AI can play a unique role in this collaborative process. It could analyze your data, identify the missing pieces, and even suggest potential collaborators who could fill in those gaps. In that way, AI becomes not just a tool, but a facilitator of more productive scientific partnerships.
As human scientists, we often carry certain biases—whether it’s in our focus, our methods, or the fields we believe are most important. AI can offer a counterbalance because its limitations are different from ours. For example, I’m a geneticist, and for a long time, I believed my field was the key to understanding everything. But over time, I’ve come to realize how essential structural biology is. I wish I had recognized this sooner.
We also tend to be distracted by short-term objectives, like securing the next grant or publishing the next paper. This can lead to a mentality where we keep "milking the same cow," following safe, familiar paths without truly advancing toward solving the bigger problems we’re working on—like curing cancer or significantly improving patient outcomes. AI may not solve these problems by itself, but it can help cut through the noise and refocus our efforts on what really matters.

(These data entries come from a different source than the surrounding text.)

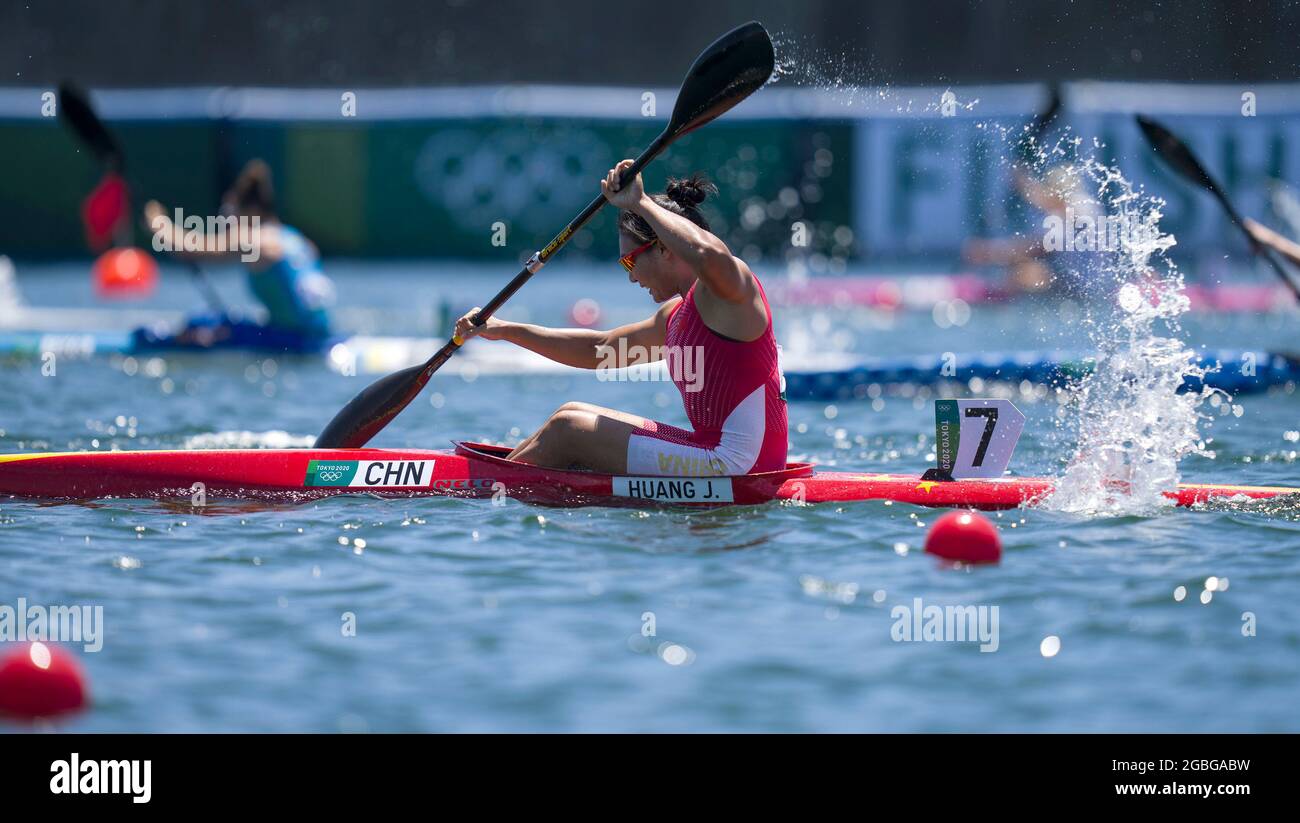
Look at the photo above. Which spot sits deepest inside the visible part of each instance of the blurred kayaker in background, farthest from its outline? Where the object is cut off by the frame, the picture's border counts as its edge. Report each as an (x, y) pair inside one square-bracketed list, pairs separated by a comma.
[(284, 273)]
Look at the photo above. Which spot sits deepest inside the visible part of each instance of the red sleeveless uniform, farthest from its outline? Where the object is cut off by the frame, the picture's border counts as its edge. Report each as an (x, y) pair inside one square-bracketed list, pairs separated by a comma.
[(732, 391)]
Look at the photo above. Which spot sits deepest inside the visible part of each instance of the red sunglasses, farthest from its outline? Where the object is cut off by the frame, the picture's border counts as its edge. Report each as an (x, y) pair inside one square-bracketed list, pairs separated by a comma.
[(629, 259)]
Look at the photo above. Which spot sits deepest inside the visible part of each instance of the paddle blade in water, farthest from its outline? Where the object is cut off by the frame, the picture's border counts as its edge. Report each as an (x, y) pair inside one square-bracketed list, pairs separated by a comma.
[(372, 410), (735, 66), (76, 111)]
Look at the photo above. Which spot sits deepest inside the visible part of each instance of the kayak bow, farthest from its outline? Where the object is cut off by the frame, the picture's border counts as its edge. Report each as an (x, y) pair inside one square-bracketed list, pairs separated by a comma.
[(480, 471)]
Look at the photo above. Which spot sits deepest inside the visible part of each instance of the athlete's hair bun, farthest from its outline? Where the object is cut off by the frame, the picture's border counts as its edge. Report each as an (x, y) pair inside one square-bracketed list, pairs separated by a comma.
[(689, 191)]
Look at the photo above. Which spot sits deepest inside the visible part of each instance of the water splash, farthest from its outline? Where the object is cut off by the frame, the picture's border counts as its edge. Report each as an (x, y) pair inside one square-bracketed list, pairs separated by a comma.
[(1129, 421)]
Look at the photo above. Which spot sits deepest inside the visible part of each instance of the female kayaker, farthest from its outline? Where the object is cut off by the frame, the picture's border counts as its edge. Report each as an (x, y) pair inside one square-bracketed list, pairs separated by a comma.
[(714, 328), (285, 274)]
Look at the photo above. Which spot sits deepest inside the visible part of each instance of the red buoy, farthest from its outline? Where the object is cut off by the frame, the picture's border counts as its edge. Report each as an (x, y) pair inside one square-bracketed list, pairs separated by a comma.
[(125, 273), (966, 536), (38, 680)]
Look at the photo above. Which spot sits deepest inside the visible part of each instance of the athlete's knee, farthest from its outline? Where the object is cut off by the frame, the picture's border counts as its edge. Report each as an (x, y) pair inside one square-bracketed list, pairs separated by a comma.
[(567, 420)]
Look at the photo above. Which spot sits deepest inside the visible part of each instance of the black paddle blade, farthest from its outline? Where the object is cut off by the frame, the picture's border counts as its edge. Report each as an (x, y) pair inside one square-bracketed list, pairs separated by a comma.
[(76, 111), (735, 66), (1175, 154), (372, 410)]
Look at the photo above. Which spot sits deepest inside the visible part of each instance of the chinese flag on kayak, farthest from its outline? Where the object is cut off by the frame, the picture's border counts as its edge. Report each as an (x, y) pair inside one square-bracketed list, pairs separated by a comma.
[(104, 211)]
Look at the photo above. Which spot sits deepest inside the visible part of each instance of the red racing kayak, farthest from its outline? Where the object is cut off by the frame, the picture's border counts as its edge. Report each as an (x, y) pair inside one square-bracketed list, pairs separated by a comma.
[(476, 470)]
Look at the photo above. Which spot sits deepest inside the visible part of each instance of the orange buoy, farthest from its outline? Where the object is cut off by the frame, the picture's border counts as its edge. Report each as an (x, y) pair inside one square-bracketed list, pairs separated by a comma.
[(125, 273), (966, 536), (585, 313)]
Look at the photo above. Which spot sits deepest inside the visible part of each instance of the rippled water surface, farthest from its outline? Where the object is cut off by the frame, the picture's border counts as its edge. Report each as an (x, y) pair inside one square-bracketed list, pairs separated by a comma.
[(472, 616)]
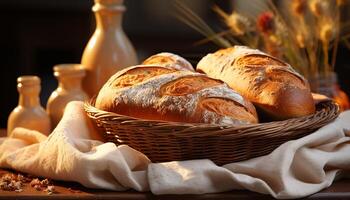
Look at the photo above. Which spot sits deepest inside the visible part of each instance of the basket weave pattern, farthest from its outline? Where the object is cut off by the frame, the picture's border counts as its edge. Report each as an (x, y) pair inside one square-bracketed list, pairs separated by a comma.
[(167, 141)]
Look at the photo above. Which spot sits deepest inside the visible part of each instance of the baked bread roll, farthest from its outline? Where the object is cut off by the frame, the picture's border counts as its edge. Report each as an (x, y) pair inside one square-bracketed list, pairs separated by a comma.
[(271, 84), (169, 60), (160, 93)]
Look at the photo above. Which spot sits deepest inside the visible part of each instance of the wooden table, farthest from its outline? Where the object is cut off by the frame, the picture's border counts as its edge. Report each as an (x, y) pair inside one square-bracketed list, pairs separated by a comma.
[(69, 190)]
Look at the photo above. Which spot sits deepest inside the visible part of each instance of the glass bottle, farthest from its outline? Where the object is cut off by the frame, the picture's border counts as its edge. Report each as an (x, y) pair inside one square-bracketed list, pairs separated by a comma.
[(109, 49), (69, 88), (328, 85), (29, 113)]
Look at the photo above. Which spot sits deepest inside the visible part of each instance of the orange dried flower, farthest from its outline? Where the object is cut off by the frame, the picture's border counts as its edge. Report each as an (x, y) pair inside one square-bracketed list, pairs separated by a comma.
[(299, 7), (265, 22)]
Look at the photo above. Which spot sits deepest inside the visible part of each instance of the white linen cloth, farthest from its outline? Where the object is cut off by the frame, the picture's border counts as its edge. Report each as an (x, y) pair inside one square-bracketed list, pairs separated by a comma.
[(73, 153)]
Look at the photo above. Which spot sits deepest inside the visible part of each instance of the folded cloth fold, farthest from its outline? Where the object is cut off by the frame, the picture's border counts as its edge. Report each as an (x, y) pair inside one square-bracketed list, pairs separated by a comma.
[(74, 152)]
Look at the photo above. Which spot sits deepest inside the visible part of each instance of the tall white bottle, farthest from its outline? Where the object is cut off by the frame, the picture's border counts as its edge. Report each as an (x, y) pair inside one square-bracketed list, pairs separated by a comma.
[(109, 50), (29, 113)]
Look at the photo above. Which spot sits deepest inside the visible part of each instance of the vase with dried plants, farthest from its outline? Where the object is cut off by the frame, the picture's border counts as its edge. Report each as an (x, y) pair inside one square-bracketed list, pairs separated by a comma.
[(304, 33)]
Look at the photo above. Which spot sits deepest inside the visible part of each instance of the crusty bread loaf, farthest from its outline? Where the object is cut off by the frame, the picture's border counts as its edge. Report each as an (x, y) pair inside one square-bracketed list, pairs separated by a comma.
[(160, 93), (271, 84), (169, 60)]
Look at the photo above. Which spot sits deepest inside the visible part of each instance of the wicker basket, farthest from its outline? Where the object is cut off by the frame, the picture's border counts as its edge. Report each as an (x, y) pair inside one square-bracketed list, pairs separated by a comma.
[(167, 141)]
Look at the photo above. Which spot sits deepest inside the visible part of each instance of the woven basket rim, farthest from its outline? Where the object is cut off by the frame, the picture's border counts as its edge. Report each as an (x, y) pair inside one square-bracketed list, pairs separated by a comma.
[(203, 130)]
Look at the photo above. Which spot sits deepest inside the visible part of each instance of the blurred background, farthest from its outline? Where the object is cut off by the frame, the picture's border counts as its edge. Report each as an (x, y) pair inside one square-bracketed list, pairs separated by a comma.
[(38, 34)]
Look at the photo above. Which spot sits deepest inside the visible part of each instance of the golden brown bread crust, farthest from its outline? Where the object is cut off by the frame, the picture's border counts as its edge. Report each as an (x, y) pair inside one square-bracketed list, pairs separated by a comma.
[(169, 60), (272, 85), (160, 93)]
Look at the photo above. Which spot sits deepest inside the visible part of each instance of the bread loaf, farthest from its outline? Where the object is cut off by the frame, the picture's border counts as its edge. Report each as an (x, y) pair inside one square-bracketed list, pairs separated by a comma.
[(271, 84), (160, 93), (169, 60)]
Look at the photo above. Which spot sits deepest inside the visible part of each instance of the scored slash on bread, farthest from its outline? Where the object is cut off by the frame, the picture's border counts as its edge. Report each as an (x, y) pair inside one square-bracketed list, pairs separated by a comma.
[(163, 93), (272, 85), (169, 60)]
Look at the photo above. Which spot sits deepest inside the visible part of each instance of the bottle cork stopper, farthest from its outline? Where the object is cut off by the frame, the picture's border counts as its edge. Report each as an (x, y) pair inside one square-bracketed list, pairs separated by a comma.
[(28, 80), (69, 69)]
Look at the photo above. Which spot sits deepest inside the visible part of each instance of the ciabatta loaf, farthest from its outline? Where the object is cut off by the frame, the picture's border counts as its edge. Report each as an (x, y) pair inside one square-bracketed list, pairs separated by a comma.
[(271, 84), (169, 60), (160, 93)]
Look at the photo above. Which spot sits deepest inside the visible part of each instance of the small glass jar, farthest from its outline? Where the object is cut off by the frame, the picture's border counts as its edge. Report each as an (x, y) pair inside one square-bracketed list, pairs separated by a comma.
[(29, 113), (327, 84), (69, 88)]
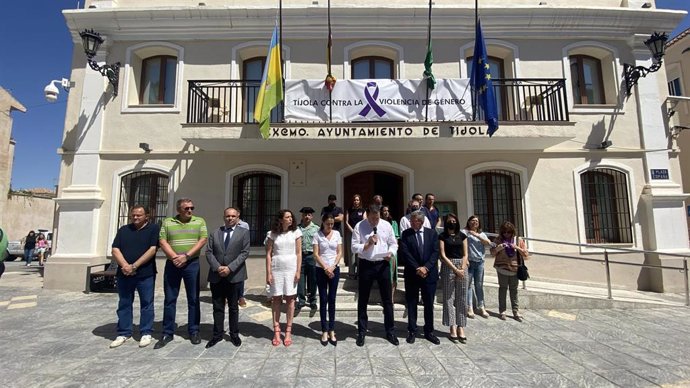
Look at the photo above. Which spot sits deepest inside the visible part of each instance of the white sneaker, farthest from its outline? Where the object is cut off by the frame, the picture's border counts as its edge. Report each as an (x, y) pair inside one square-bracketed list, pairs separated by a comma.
[(145, 341), (119, 341)]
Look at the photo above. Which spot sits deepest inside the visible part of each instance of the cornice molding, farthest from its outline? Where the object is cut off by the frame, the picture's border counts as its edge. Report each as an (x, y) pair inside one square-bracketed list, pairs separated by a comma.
[(194, 23)]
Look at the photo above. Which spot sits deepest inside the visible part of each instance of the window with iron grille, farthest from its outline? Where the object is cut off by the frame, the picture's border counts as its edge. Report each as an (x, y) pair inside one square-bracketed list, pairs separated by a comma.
[(497, 197), (606, 206), (148, 189), (257, 195)]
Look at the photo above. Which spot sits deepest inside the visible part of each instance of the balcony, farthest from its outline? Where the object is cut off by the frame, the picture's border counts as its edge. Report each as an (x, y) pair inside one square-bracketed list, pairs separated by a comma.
[(531, 111)]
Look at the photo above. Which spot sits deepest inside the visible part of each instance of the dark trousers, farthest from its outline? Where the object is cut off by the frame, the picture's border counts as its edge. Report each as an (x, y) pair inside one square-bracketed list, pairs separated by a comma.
[(172, 279), (221, 293), (126, 285), (368, 272), (413, 286), (327, 290), (307, 281)]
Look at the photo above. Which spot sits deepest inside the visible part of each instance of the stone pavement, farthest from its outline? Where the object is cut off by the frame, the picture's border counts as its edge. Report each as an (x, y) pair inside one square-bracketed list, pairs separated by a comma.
[(59, 339)]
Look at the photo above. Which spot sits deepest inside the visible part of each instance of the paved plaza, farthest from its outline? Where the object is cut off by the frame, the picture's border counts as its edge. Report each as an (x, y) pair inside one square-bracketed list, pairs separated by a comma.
[(60, 339)]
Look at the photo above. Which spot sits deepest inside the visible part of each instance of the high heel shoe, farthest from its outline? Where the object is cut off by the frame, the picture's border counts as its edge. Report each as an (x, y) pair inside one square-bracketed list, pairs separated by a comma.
[(288, 336), (276, 335)]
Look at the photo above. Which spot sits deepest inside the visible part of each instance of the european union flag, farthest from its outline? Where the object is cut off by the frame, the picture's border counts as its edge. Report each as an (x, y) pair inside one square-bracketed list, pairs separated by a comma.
[(481, 83)]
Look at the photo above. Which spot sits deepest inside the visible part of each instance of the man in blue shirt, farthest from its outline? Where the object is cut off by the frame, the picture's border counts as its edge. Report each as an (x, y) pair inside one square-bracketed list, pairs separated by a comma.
[(134, 250)]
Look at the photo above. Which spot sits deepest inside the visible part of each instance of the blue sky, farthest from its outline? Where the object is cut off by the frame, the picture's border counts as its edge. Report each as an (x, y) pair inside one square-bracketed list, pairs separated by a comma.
[(37, 49)]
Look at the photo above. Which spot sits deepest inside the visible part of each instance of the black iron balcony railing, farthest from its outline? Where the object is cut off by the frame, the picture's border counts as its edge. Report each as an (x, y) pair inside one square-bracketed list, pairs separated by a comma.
[(233, 101)]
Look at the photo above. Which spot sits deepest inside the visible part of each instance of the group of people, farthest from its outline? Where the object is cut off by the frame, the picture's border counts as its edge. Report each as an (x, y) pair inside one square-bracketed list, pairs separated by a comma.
[(34, 244), (303, 257)]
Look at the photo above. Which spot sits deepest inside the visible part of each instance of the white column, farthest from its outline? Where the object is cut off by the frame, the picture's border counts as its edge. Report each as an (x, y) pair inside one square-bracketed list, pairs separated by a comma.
[(79, 204), (662, 212)]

It's easy to get fixated on the molecule we've studied for years or our favorite hypothesis, even when the evidence starts to point in other directions. I’ve also seen a lot of groupthink in my career, where a new trend or fashionable theory sweeps the field, and everyone follows it because it’s easier to publish and get funding. I’ve seen many such trends come and go, leaving little impact behind.
We should aim to make meaningful contributions, even if only a few of us will achieve them. And just as importantly, we need help failing faster when we’re on the wrong path. AI can play a key role in that—helping us avoid unproductive avenues and accelerating progress toward solutions.
We are at a pivotal moment in the history of civilization. AI has the potential to help us understand and solve major problems faster than ever before. By accelerating scientific discovery, we can contribute more to society. In turn, society will provide the resources we need to continue this work. This, I believe, is the real solution to the problem of excessive competition with very little to show for, which many have pointed out as a barrier to effective scientific collaboration.